LinuxInternals.org

by Joel Fernandes

ARMv8: Flamegraph and NMI Support

| Comments

Non-maskable interrupts (NMI) is a really useful feature for debugging, that hardware can provide. Unfortunately ARM doesn’t provide an out-of-the-box NMI interrupt mechanism. This post shows a flamegraph issue due to missing NMI support, and the upstream work being done to simulate NMI in ARMv8.

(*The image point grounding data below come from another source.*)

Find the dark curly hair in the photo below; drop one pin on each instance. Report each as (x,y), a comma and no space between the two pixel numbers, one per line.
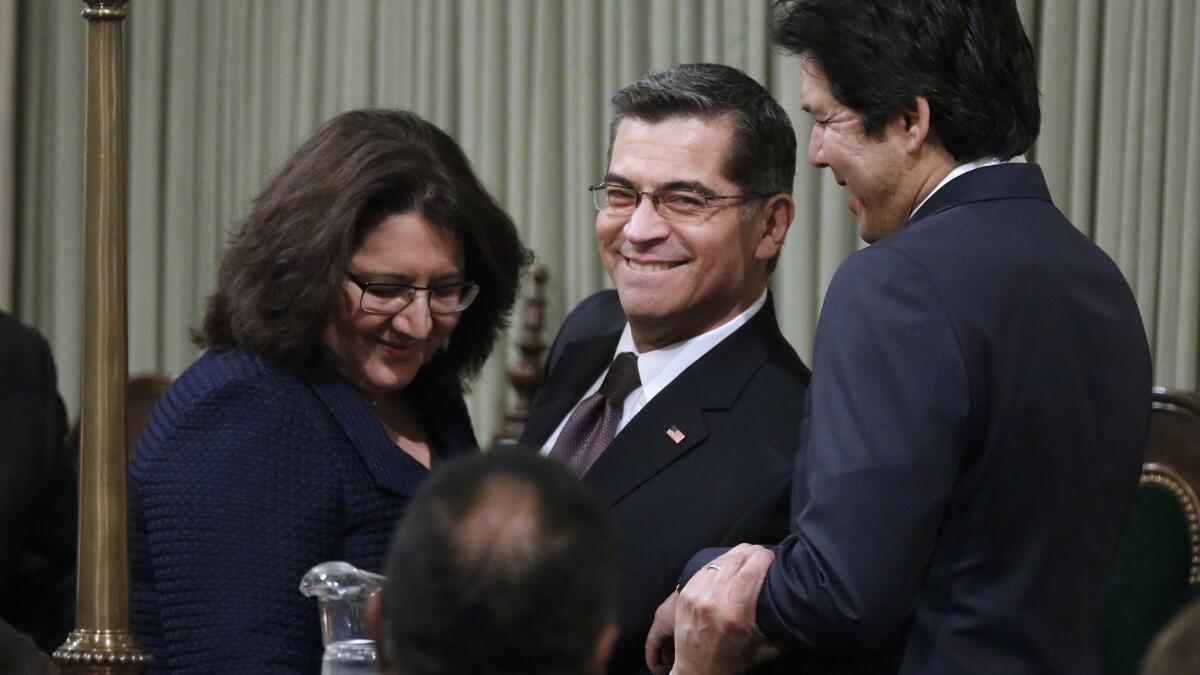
(970,59)
(281,276)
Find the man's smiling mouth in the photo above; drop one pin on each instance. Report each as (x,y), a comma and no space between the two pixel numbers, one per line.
(651,266)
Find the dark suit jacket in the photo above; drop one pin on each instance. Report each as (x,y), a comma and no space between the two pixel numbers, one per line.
(726,482)
(37,491)
(978,410)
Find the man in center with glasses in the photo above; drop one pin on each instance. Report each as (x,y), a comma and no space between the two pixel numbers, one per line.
(676,395)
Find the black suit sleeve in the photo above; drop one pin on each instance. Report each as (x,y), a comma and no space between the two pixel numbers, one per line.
(37,493)
(879,457)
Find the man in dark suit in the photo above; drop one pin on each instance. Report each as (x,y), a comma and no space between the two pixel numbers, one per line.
(981,388)
(675,395)
(37,493)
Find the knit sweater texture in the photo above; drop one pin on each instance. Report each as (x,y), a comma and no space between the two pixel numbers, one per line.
(245,477)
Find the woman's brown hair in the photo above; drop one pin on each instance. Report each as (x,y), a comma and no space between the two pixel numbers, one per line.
(280,280)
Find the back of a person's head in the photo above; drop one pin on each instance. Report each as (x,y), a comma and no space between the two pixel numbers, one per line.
(1176,650)
(502,565)
(970,59)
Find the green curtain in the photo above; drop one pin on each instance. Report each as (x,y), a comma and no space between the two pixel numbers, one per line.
(222,90)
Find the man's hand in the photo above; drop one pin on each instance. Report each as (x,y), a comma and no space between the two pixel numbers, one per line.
(660,640)
(714,626)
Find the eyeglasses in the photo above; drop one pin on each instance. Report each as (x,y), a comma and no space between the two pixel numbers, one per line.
(678,204)
(393,298)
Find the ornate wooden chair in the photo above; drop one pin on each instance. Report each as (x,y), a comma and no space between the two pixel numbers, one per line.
(1157,568)
(526,374)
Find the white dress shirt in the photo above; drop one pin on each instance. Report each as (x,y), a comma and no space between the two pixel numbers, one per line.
(959,171)
(659,368)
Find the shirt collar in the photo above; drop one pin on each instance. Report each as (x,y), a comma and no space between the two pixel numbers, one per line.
(659,368)
(959,171)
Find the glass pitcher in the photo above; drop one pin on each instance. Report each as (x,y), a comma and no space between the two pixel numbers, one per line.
(342,592)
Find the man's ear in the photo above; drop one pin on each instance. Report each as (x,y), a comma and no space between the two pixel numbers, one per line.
(599,661)
(779,210)
(913,125)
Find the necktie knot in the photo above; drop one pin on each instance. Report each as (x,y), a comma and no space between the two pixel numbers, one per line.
(593,423)
(622,377)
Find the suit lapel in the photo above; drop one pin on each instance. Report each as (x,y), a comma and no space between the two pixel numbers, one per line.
(711,386)
(575,370)
(643,448)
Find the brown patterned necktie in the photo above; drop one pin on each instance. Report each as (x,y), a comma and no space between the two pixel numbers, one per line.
(593,423)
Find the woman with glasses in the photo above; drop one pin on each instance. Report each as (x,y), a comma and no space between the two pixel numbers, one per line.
(372,276)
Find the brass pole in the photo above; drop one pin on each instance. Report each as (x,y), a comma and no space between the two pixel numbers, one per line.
(103,640)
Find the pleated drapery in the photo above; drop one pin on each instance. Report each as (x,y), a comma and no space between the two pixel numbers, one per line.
(222,90)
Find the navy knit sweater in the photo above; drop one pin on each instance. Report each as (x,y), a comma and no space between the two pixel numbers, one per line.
(244,478)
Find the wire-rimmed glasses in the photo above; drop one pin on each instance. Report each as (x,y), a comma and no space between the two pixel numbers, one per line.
(394,298)
(678,204)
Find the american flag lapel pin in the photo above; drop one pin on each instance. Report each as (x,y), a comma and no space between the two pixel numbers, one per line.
(676,435)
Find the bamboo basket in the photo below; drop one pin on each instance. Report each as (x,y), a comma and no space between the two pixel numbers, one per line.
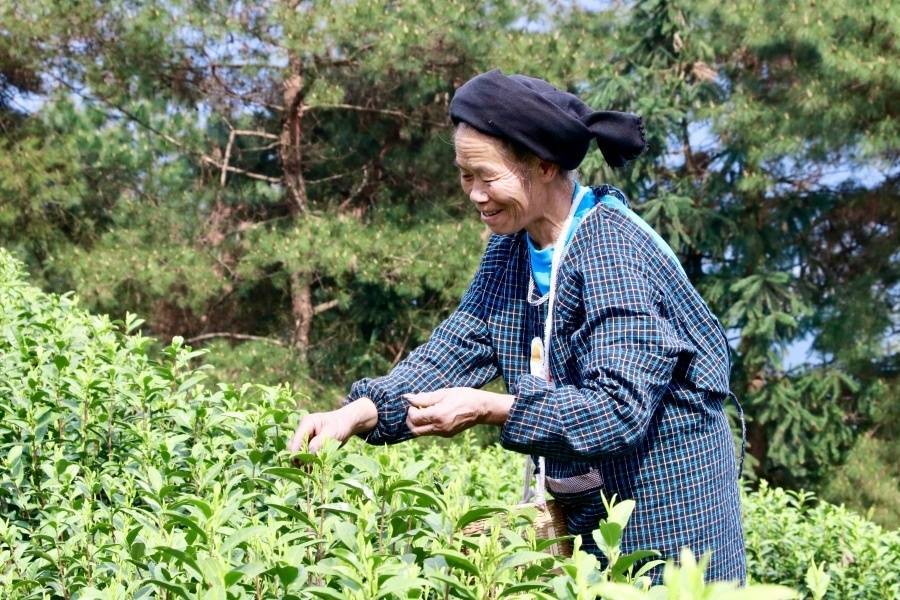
(551,520)
(550,523)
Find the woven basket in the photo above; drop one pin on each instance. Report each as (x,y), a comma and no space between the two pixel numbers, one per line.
(550,523)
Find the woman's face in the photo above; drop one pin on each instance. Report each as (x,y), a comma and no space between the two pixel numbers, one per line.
(490,180)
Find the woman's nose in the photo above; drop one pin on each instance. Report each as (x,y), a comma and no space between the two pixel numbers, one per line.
(477,194)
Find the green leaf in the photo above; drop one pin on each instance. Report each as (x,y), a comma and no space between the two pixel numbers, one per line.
(458,560)
(400,584)
(478,513)
(297,476)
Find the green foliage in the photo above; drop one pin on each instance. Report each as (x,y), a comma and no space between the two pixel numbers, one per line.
(787,532)
(284,170)
(869,480)
(124,475)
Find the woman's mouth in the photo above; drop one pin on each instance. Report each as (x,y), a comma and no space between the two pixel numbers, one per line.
(489,215)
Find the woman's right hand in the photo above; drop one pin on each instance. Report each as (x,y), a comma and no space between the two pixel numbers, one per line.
(340,424)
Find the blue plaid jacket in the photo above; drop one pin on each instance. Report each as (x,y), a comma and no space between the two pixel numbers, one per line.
(639,376)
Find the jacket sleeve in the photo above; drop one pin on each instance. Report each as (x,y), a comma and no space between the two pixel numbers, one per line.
(459,353)
(625,353)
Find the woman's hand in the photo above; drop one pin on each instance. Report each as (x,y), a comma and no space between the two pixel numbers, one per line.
(356,417)
(448,411)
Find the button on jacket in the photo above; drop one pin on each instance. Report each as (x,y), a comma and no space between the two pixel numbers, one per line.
(639,371)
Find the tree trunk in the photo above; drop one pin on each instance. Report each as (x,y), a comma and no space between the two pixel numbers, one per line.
(302,310)
(295,187)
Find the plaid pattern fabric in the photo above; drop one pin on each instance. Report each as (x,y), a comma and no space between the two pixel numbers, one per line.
(639,375)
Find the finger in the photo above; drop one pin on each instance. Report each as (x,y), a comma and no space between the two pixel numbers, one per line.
(304,430)
(424,399)
(419,430)
(419,416)
(318,441)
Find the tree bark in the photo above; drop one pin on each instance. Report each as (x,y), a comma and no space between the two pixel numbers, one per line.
(295,187)
(302,311)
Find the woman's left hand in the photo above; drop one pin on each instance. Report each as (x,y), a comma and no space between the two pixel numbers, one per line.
(449,411)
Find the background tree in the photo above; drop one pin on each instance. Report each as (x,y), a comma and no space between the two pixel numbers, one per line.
(274,180)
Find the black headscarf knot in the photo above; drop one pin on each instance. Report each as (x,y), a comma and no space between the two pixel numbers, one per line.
(555,125)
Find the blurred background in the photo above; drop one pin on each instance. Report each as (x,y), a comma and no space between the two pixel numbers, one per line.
(273,181)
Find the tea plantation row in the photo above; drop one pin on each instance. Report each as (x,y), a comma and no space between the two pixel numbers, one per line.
(125,476)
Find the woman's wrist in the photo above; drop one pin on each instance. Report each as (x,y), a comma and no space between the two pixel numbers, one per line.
(363,413)
(495,408)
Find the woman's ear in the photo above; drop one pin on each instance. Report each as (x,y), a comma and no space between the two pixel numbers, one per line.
(547,170)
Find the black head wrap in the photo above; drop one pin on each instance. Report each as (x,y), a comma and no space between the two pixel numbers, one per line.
(553,124)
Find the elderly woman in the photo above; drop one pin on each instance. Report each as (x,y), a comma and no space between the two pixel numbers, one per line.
(629,395)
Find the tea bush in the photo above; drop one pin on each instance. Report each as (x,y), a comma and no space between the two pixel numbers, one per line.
(123,475)
(786,531)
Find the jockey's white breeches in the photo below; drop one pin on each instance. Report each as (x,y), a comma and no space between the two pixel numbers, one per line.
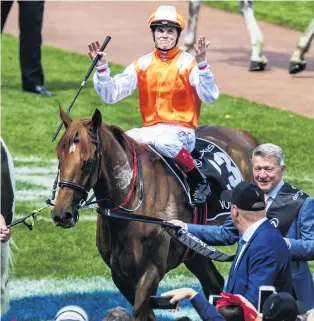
(168,139)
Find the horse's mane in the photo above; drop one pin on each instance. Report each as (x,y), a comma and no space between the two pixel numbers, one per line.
(81,128)
(77,128)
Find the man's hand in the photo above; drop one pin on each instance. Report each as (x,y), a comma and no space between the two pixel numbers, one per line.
(200,48)
(93,52)
(5,234)
(287,242)
(177,223)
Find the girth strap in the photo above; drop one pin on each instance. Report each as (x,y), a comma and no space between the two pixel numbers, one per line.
(180,234)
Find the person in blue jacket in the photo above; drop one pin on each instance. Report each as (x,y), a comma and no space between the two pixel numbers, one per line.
(289,209)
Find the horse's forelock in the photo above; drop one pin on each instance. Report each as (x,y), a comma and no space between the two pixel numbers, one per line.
(81,128)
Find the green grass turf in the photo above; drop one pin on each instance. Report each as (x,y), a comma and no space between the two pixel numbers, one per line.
(292,14)
(29,121)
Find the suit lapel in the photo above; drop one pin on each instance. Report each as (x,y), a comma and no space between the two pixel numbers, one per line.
(233,270)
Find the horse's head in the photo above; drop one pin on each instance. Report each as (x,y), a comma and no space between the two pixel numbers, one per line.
(79,166)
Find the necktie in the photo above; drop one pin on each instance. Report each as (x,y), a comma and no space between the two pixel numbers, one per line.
(232,275)
(240,246)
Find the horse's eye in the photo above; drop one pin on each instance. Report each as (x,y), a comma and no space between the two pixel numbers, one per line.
(87,165)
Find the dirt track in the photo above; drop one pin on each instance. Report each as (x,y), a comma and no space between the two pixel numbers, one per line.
(71,25)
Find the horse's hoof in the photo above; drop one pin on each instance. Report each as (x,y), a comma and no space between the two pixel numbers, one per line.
(296,67)
(257,66)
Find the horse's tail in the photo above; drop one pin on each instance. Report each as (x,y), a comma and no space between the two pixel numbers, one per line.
(6,262)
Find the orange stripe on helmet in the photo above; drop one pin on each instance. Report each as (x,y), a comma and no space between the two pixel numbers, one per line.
(167,13)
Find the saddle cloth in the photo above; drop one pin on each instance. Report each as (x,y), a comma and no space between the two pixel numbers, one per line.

Some great Linux kernel features that rely on NMI to work properly are:

  • Backtrace from all CPUs: A number of places in the kernel rely on dumping the stacks of all CPUs at the time of a failure to determine what was going on. Some of them are Hung Task detection, Hard/soft lockup detector and spinlock debugging code.

  • Perf profiling and flamegraphs: To be able to profile code that runs in interrupt handlers, or in sections of code that disable interrupts, Perf relies on NMI support in the architecture. flamegraphs are a great visual representation of perf profile output. Below is a flamegraph I generated from perf profile output, that shows just what happens on an architecture like ARMv8 with missing NMI support. Perf is using maskable-interrupts on this platform for profiling:

As you can see in the area of the flamegraph where the arrow is pointed, a large amount of time is spent in _raw_spin_unlock_irqrestore. It can baffle anyone looking at this data for the first time, and make them think that most of the time is spent in the unlock function. What’s actually happenning is because perf is using a maskable interrupt in ARMv8 to do its profiling, any section of code that disables interrupts will not be see in the flamegraph (not be profiled). In other words perf is unable to peek into sections of code where interrupts are disabled. As a result, when interrupts are reenabled during the _raw_spin_unlock_irqrestore, the perf interrupt routine then kicks in and records the large number of samples that elapsed in the interrupt-disable section but falsely accounts it to the _raw_spin_unlock_restore function during which the perf interrupt got a chance to run. Hence the flamegraph anomaly. It is indeed quite sad that ARM still doesn’t have a true NMI which perf would love to make use of.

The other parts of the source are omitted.